Hay quien se va de casa y no quiere regresar, pues prefiere el nuevo lugar donde ha establecido su hogar. Puede, ciertamente, adaptarse al nuevo entorno sin renunciar a sus orígenes, e incorporarse a él sin imposturas grotescas, ni alteraciones radicales de su pasado.
El ensayo y desarrollo de nuevos modos de ser y de estar es el destino concreto de cada ser humano. Nuevos hogares, identidades solapadas y enriquecidas, identidades personales (por elección) por encima de las colectivas (por tradición e imposición).
Escribió Hanna Arendt que la lengua materna es lo único que nos podemos llevar de la vieja patria y que se había “esforzado por conservar intacta y viva esta cosa insustituible”. Pero esto es perfectamente compatible con la asimilación de nuevas perspectivas, de nuevos idiomas y acentos.
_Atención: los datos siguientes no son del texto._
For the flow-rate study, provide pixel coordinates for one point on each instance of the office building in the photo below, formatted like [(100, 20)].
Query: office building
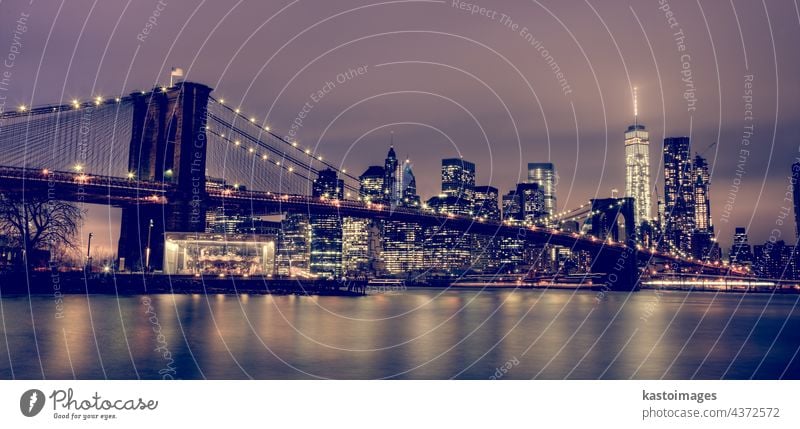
[(531, 199), (679, 192), (544, 175), (741, 253), (294, 246), (485, 205), (326, 229), (637, 166), (371, 184), (458, 179), (796, 197)]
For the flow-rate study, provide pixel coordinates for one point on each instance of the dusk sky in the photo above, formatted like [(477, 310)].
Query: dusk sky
[(452, 83)]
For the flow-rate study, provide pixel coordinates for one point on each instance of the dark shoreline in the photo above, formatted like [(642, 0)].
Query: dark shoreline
[(45, 283)]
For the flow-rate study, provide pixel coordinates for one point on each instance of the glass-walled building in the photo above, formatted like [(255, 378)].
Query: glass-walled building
[(219, 254)]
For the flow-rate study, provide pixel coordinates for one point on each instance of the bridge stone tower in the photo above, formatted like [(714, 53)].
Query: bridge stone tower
[(614, 219), (168, 145)]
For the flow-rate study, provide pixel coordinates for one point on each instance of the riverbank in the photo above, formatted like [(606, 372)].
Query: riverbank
[(140, 283)]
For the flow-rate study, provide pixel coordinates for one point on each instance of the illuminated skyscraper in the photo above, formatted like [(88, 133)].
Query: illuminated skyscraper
[(544, 175), (294, 245), (702, 201), (679, 190), (392, 178), (371, 184), (532, 201), (458, 179), (402, 240), (356, 259), (485, 204), (637, 166), (326, 229), (796, 197)]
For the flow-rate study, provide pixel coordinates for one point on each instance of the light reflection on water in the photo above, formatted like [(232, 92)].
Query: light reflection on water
[(429, 334)]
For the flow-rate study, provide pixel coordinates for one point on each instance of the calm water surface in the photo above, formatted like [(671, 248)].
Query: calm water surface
[(423, 334)]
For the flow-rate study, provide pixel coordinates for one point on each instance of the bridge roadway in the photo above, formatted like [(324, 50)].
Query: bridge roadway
[(77, 186), (267, 202), (115, 191)]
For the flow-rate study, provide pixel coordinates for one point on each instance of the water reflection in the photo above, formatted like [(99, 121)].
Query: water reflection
[(428, 334)]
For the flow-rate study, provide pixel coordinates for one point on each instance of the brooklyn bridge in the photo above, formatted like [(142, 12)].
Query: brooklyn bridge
[(158, 155)]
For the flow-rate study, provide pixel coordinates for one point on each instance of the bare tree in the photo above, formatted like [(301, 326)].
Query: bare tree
[(37, 222)]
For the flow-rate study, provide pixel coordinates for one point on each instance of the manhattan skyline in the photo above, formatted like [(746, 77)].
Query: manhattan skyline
[(603, 52)]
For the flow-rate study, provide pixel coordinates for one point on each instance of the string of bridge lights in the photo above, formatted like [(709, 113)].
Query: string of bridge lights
[(99, 100), (294, 144)]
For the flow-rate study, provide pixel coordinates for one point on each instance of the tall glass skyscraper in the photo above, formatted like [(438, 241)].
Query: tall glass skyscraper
[(458, 179), (702, 200), (544, 175), (371, 184), (326, 229), (637, 166), (796, 197), (679, 188)]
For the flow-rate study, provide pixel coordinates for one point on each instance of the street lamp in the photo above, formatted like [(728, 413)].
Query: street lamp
[(88, 252), (147, 250)]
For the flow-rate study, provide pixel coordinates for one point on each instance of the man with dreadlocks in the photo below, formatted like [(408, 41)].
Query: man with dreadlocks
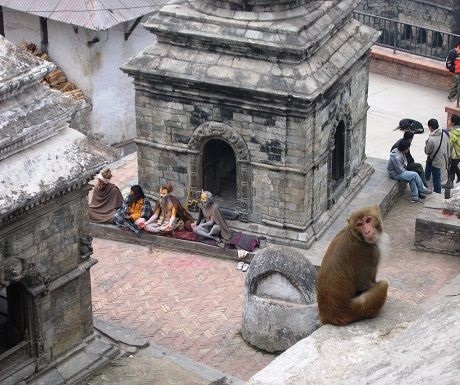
[(168, 213), (134, 210), (211, 224)]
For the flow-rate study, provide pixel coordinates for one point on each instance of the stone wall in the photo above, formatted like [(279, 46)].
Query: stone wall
[(285, 158), (51, 240), (438, 15), (410, 68)]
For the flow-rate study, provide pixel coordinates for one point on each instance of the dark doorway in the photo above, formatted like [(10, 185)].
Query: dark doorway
[(219, 172), (12, 321), (338, 156)]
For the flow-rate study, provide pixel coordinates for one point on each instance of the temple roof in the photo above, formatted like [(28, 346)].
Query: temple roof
[(297, 53), (97, 15)]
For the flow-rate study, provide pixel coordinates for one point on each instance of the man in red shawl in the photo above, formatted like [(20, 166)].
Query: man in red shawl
[(106, 199)]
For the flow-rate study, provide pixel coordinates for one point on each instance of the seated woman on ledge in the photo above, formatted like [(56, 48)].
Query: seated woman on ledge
[(135, 210), (397, 169)]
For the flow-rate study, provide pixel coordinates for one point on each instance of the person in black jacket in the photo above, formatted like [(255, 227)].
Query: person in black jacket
[(411, 165), (453, 65)]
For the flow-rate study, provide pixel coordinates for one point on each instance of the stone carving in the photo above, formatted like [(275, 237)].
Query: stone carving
[(15, 269), (221, 131), (86, 249), (230, 135)]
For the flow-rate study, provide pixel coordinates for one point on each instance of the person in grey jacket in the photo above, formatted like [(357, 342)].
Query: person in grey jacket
[(397, 169), (437, 159)]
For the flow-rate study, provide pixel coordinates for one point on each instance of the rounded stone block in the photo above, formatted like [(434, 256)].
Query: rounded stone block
[(279, 304)]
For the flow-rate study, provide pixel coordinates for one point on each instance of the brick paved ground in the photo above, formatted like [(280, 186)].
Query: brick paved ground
[(192, 304)]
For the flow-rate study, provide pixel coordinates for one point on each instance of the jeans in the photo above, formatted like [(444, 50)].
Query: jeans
[(429, 169), (454, 87), (418, 168), (415, 182), (455, 169)]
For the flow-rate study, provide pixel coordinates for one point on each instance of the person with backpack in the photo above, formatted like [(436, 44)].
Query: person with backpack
[(453, 65), (454, 131), (411, 164), (397, 169), (437, 149)]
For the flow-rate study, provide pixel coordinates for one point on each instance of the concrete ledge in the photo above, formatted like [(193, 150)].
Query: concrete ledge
[(78, 365), (437, 232), (410, 68), (146, 239)]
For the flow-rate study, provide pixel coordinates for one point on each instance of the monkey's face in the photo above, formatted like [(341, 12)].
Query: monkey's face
[(369, 228)]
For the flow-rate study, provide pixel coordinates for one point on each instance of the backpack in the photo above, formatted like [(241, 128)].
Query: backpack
[(412, 125)]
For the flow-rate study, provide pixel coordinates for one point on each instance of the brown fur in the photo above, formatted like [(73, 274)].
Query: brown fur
[(346, 286)]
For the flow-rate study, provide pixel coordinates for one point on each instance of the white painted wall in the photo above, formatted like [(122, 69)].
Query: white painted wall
[(94, 69)]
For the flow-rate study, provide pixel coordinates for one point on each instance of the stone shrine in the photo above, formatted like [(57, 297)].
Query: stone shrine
[(261, 102), (45, 248)]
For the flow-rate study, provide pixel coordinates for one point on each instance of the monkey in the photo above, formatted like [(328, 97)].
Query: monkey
[(347, 290)]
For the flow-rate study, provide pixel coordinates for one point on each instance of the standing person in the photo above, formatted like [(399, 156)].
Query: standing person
[(453, 65), (106, 198), (397, 170), (454, 131), (437, 149), (135, 209), (411, 165)]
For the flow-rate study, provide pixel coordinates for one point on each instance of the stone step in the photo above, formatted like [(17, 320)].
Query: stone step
[(112, 232)]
La pensadora alemana también afirmó que nunca se había sentido alemana, en cuanto a la pertenencia de un pueblo; ni ser propiedad de Alemania, ni tenerla en propiedad (como es el caso de los nacionalistas). Otra cosa era que ella se supiera ciudadana alemana. Insistía en que nunca había amado a ningún pueblo, tampoco a la clase obrera, pues sólo podía amar a sus amigos, en cuanto personas que eran. Otros, en cambio, mantienen a Ítaca en su corazón, con la idea de volver en cuanto puedan. En la Odisea, cuando Ulises vuelve a casa no reconoce su isla, siente una inquietante extrañeza ante los cambios producidos que ve a su alrededor. Lo mismo sucede tras el retorno de un largo exilio o destierro.
El hombre puede echar raíces en un lugar, pero no estar atado ni obligado por ellas. En los Diálogos para fugitivos, de Bertolt Brecht, entre el científico Ziffel y el obrero Kalle, se puede leer: “Estoy convencido de que los únicos seres que tienen raíces, los árboles, preferirían no tenerlas. Así, ellos también podrían viajar en avión”. En lugar de raíces, cabe cultivar un horizonte ennoblecedor, un más lejos, en un mundo siempre abierto.
Podríamos preguntarnos si es posible sentirse plenamente en casa o, incluso, si es posible llegar alguna vez a casa.
¿Cuándo se está como en casa? Cuando se nos acoge tal como somos, en la confianza de que somos útiles y recibimos respeto, si no es cariño. Lo demás son tortas y pan pintado.